Dengan mengerahkan sisa-sisa tenaganya, akhirnya Tenri berhasil mengucapkan sebuah kalimat, “Aku... mencintaimu, Edo.”  Oh, itulah kalimat yang selama sekian bulan ini dikejar-kejar oleh Edo. Itulah kalimat yang sepanjang kebersamaan mereka ditunggu Edo dengan segenap hati dan jiwanya. Dan Tenri baru saja mengucapkannya.
“Aku juga mencintaimu.” Bisik Edo. Ia tidak lagi merasa jengah atau sungkan, meskipun Imran dan istrinya ada di tempat itu menyaksikan mereka. Imran dan Nurani telah menganggapnya sebagai bagian dari keluarga besar mereka.

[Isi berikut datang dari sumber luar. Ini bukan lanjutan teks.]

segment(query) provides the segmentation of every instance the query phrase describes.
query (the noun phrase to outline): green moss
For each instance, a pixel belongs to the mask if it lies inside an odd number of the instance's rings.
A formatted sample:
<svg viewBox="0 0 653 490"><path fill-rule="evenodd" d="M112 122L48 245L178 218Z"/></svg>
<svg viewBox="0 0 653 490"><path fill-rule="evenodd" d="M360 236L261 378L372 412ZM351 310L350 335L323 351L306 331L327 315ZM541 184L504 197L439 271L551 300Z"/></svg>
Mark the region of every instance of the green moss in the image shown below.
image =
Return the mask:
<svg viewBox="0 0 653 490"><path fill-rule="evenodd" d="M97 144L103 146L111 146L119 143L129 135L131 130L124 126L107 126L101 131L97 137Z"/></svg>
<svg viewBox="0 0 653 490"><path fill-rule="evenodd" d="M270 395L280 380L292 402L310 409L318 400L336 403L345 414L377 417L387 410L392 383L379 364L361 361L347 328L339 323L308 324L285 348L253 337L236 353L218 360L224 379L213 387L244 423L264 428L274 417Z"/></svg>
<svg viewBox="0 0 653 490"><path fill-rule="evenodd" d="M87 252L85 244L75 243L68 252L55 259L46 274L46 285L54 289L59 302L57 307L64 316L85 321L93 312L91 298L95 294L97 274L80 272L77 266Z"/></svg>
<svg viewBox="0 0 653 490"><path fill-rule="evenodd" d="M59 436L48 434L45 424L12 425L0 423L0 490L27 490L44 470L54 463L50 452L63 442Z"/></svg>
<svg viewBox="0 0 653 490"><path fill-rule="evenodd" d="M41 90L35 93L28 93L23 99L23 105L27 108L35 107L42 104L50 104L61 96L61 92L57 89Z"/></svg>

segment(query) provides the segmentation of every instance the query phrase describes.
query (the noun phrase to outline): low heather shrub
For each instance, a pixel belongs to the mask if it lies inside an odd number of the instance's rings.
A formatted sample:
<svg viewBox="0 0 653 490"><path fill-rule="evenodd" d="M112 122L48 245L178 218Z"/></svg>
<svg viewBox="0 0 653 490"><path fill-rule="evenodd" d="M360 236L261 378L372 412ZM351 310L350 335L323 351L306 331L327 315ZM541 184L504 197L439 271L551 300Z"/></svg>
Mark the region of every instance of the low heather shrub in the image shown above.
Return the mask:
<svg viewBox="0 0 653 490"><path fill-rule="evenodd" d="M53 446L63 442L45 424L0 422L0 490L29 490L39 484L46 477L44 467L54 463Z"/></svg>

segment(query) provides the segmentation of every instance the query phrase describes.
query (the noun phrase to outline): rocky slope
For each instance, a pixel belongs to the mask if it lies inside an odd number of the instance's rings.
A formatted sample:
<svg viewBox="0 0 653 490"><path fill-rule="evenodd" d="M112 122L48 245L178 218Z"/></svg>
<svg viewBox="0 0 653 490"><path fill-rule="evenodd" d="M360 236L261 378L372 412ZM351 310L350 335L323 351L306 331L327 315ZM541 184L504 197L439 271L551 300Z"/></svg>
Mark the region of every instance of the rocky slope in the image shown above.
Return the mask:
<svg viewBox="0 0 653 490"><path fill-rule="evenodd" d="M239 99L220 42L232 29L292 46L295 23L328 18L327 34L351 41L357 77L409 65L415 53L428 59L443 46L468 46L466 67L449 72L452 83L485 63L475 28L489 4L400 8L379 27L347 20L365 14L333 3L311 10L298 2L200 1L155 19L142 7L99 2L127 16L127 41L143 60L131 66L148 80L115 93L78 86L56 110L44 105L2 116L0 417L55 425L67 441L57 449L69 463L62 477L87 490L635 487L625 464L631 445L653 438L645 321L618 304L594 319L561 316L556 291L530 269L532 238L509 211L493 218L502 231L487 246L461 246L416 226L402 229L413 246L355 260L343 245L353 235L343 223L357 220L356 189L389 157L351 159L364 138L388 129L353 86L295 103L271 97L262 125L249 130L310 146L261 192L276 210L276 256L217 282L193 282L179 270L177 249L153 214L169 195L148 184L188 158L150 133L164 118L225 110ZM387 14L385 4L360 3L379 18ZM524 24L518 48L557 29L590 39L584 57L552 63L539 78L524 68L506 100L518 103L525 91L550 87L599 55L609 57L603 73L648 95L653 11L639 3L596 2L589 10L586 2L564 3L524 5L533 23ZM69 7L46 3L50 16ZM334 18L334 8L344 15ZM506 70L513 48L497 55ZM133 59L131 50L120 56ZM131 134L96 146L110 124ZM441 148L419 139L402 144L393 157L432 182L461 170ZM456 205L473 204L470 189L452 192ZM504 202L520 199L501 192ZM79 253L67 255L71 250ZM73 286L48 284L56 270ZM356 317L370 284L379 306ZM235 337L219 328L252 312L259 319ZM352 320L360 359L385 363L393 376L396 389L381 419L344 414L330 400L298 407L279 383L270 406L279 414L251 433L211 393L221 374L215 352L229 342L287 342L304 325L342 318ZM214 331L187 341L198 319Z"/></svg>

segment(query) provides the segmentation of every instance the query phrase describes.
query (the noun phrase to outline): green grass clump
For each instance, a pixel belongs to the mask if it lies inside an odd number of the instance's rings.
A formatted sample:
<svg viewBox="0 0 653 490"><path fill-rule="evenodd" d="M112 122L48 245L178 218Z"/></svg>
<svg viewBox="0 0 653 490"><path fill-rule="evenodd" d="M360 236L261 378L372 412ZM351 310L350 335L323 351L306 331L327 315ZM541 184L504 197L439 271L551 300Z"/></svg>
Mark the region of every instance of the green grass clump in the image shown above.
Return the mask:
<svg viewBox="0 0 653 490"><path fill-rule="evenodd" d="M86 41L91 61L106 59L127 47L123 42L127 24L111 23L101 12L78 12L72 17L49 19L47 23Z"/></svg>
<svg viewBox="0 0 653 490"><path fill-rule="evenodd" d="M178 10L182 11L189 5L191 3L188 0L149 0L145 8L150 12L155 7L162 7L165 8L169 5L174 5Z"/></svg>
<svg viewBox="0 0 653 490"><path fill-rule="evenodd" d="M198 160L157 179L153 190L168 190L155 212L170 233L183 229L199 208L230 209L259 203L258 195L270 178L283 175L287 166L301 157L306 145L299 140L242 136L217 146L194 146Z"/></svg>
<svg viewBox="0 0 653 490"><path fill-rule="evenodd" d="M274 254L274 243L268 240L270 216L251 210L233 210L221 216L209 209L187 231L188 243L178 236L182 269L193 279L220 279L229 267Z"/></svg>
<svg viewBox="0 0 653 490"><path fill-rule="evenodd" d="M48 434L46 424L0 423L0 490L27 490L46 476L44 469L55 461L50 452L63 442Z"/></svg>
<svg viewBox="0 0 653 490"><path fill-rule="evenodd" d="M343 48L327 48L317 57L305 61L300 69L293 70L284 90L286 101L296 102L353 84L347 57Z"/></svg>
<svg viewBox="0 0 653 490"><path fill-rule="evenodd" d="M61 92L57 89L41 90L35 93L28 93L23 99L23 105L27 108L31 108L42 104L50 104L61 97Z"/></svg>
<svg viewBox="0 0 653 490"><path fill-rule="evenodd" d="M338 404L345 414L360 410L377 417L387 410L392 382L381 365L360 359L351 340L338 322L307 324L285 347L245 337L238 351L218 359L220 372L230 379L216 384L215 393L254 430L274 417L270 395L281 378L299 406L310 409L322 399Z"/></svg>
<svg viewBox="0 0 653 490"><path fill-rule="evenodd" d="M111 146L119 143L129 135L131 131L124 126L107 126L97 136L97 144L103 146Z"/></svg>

Tenri menganggukkan kepala, bibirnya bergerak seolah berkata : “aku tahu, aku tahu.”
Edo tidak kuasa membendung air matanya. Imran dan Nurani juga menangis menyaksikan adegan itu. sesaat kemudian, Edo mulai merasakan genggaman tangan Tenri mengendur di tangannya. Mata Tenri memandang lurus ke atas dengan tatapn kosong. Suara tarikan nafasnya yang tadi terdengar berat dan menggembungkan dadanya sekarang sudah tidak terlihat. Edo memandang wajah Imran dan Nurani beerganti-ganti, berharap mereka melakukan sesuatu. Tapi rupanya Imran dan Nurani sudah tahu apa yang akan terjadi selanjutnya. Imran menekan sebuah tombol
Waktu terasa bergerak sangat lambat, ketika kemudian seorang dokter muncul dan memeriksa keadaan Tenri. Lalu menyatakan bahwa Tenri telah tiada. Inna lillahi wa innaa ilayhi raji’un. Tangis Nurani meledak di dalam pelukan suaminya. Imran sendiri tak bisa menyembunyikan tangisnya. Keduanya tenggelam dalam gelombang kesedihan yang teramat dalam. Keduanya beganti-ganti menciumi wajah Tenri. Hati Edo robek menyaksikan pemandangan memilukan itu. Ia keluar ruangan dan menghubungi ayahnya.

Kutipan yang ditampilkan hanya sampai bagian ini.